O posicionanento do Bureau Político do MPLA, partido no poder em Angola, aos confrontos do dia 30 de Janeiro em Cafunfo, na província da Lunda Norte, que deixaram um um número desconhecido de vítimas mortais, provocou fortes reacções de personalidades em Luanda, em particular quando o comunicado do órgão se refere a “líderes políticos sem escrúpulos, que afinal são cidadãos estrangeiros e por isso executam uma agenda política contrária aos interesses de Angola e dos angolanos".
Em causa, a referência a líderes que são “cidadãos estrangeiros” que se destina ao presidente da UNITA, que tinha a nacionalidade portuguesa até concorrer à liderança do partido.
O jurista e antigo primeiro-ministro Marcolino Moco insurgiu-se contra o que chamou de “bullying racista e xenófobo” à volta do líder da UNITA, Adalberto Costa Júnior, e usou a sua conta no facebook para defender “uma clarificação dos conceitos de angolanidade e cidadania angolana”.
Moco manifestou a sua preocupação com o facto da declaração do partido no poder ter deixado implícito o apoio à campanha em curso nas redes sociais contra o líder do principal partido da oposição, que é acusado de não ser angolano.
O protesto do também antigo secretário-geral do MPLA foi dirigido particularmente contra o que afirma ser “o regresso da política de desqualificação gratuita de “figuras ou organizações políticas, pela via mais baixa possível”.

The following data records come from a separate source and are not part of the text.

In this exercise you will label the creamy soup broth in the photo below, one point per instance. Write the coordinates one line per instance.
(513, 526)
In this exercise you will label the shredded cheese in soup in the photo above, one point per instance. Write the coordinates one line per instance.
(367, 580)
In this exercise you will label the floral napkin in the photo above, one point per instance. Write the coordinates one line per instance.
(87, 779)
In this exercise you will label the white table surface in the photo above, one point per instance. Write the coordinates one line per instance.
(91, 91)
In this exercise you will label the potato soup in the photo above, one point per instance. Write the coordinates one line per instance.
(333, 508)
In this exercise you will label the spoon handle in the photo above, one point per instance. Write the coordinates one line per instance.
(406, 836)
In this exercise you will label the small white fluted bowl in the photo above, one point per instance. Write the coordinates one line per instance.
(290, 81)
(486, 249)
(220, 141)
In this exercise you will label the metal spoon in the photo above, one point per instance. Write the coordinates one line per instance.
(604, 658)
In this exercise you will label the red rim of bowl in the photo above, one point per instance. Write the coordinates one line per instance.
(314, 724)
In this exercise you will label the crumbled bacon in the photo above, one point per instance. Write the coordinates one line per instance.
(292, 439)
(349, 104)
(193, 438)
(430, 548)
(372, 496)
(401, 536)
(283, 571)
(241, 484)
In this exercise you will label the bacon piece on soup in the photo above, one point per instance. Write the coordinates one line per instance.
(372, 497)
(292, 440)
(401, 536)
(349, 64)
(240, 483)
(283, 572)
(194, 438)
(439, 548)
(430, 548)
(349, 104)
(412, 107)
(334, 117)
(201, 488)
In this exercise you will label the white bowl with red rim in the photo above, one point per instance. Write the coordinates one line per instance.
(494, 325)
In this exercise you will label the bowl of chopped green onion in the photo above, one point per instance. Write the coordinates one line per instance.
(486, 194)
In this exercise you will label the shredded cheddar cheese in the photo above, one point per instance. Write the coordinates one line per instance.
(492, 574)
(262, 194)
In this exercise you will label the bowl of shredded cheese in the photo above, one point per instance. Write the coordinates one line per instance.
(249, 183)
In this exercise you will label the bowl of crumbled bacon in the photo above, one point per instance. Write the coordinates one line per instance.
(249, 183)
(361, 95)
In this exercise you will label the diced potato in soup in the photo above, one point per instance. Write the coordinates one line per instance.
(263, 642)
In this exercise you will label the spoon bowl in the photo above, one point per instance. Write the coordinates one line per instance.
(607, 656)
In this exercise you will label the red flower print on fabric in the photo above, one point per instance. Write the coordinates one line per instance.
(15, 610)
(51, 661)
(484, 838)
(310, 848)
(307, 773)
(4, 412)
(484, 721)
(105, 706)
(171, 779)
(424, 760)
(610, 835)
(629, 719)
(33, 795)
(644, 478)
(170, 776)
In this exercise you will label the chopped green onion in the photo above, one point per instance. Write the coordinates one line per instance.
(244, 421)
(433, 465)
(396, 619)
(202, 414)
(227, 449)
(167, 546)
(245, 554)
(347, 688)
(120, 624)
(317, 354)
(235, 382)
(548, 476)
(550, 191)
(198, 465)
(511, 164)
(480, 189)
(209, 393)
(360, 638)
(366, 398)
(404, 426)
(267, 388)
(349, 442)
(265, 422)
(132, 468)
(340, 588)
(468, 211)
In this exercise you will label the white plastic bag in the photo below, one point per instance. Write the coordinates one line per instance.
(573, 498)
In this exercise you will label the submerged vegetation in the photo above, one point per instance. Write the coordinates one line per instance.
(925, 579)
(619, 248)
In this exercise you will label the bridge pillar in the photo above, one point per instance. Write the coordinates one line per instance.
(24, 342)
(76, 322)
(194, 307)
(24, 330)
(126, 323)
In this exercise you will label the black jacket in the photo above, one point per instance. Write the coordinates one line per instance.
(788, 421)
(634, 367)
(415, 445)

Para Marcolino Moco “todos nós, a maioria da elite angolana actual, nascemos como portugueses, pretos, brancos e mestiços", e sustentou que Adalberto Costa Júnior nasceu em Angola, na actual província do Huambo.
“Já temos o problema de “marimbondos” que elegem “marimbondos, não tenhamos agora ´portugueses´ a elegerem “portugueses”, concluiu.
Por seu lado, o pastor e activista Isaías Isaac afirma ser “uma campanha muito baixa que já não convence ninguém”, e lembra que “foi por este país ser governado por estrangeiros, na sua grande maioria, que o dinheiro foi roubado e depositado lá fora”.
Isaac acrescenta que a matriz e a génese dos antigos e actuais dirigentes dos MPLA é sustentada por pessoas com mais de uma nacionalidade.
Para o conhecido jornalista Graça Campos, associar a nacionalidade de Adalberto Costa Júnior às causas dos acontecimentos do Cafunfo “foi uma jogada muito baixa, reveladora do profundo desespero que tomou conta do MPLA”.
Campos usou as redes sociais para questionar se “a génese do MPLA não é constituída por descendentes estrangeiros e se alguma vez se pôs em causa o patriotismo do MPLA por ser uma criação de cidadãos não angolanos”.
Tal como o reverendo Elias Isaac, o jornalista também se interroga-se se as maiores fortunas angolanas colocadas em Portugal não são de membros do MPLA.
A nota do partido
No comunicado divulgado no fim de semana, o Bureau Político do MPLA diz defender “uma Angola onde os eleitores não sejam surpreendidos com líderes políticos sem escrúpulos, que afinal são cidadãos estrangeiros e por isso executam uma agenda política contrária aos interesses de Angola e dos angolanos”,
As baterias do partido que governa dirigiram-se igualmente contra todas as entidades que atribuíram os tumultos de Cafunfo a alegadas consequências das assimetrias regionais, tendo defendido que a correcção desse fenómeno não pode justifica r“o recurso à acção armada contra o poder instituído”.
Na nota, o MPLA apela aos jovens “a abraçar as causas nobres que têm a ver com a sua superação cultural, formação académica e profissional e a sua inserção na sociedade e advertiu que da arruaça não virá nunca o pão, o emprego, a habitação, o bem-estar das vossas famílias”.
Os confrontos em Cafunfo, entre forças de segurança e cerca de 300 manifestantes convocados pelo Movimento do Protectorado Lunda Tchokwe para pedir um diálogo com o Governo sobre a pobreza na rica aldeia em minérios, terminou com um saldo de mortes que vai de seis, segundo as autoridades a 27, de acordo com fontes independentes.
A Amnistia Internacional afirmou ter confirmado 10 mortes e muitos desaparecidos.